11月の法話集 ~けしの実~


ケシの花を知っていますか。東南アジアでつくられ、主に白い可愛らしい花をつけますが、一日でしぼんでしまう、はかない花です。このケシは花より実のほうが有名です。そうです。ケシの実から麻薬のアヘンが採れるからです。アヘンは病気の痛みをやわらげる鎮痛剤や睡眠薬として、医療にはなくてはならない大切な薬です。しかし、ご存知のとおり、アヘンを勝手に吸ったり飲んだりすると、恐しい中毒となり、ついには人間として廃人となってしまいます、とても恐しい麻薬です。

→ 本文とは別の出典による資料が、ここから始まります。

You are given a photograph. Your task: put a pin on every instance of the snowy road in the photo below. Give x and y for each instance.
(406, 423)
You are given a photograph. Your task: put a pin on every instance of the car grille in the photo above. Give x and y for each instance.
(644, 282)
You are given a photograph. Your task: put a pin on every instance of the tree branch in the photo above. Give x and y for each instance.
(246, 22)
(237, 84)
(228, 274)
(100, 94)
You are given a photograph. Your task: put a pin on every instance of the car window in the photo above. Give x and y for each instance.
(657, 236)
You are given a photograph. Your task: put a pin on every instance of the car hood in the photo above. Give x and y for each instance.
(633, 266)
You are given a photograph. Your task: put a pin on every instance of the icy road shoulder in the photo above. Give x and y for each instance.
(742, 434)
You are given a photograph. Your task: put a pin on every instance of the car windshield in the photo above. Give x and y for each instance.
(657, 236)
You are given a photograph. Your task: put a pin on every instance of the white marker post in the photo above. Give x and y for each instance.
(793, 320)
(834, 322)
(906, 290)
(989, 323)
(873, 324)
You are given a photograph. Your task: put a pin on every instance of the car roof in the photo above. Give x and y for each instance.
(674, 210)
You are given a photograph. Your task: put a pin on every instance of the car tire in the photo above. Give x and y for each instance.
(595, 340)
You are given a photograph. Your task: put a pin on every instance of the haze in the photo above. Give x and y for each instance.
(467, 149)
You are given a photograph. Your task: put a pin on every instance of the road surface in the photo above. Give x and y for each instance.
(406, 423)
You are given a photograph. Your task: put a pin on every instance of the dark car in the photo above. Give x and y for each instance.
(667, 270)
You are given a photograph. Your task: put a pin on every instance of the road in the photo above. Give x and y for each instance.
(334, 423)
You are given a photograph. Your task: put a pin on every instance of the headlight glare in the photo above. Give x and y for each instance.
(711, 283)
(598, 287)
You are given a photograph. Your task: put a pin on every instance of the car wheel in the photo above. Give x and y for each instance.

このように植物のケシは、美しい花と強い毒をもっています。しかし、その毒は、また良い薬にもなります。こうして、毒を薬にかえることを発見したのは、私たち人間のすぐれた知恵のおかげです。
ところが、一つのいのちの中に美しい花と毒を持っているのは、何もケシだけではありません。人間だって同じです。毎日起こっているひどい事件をみても、学校のいじめなども、人間はもともと悪人なんだろうか、と思うほどです。
しかし、それは違うのです。お釈迦さまは、はっきり言っています。
「人間はもともと美しい種をもっている。しかし油断すると汚れがすぐついてしまう。だからいつも努力して自分を磨こう。」
毒にするのもよい薬として使うのも、自分のコントロールの力です。悪い誘惑ほどおいしく見えるものです。強い意志によって押さえる力、これがほんとうの知恵なのです。
次のお釈迦さまの言葉をよく昧わってください。
己こそ己の依るべ、己をおきて何の依るべぞ、よく整えし己こそ、真の依るべ。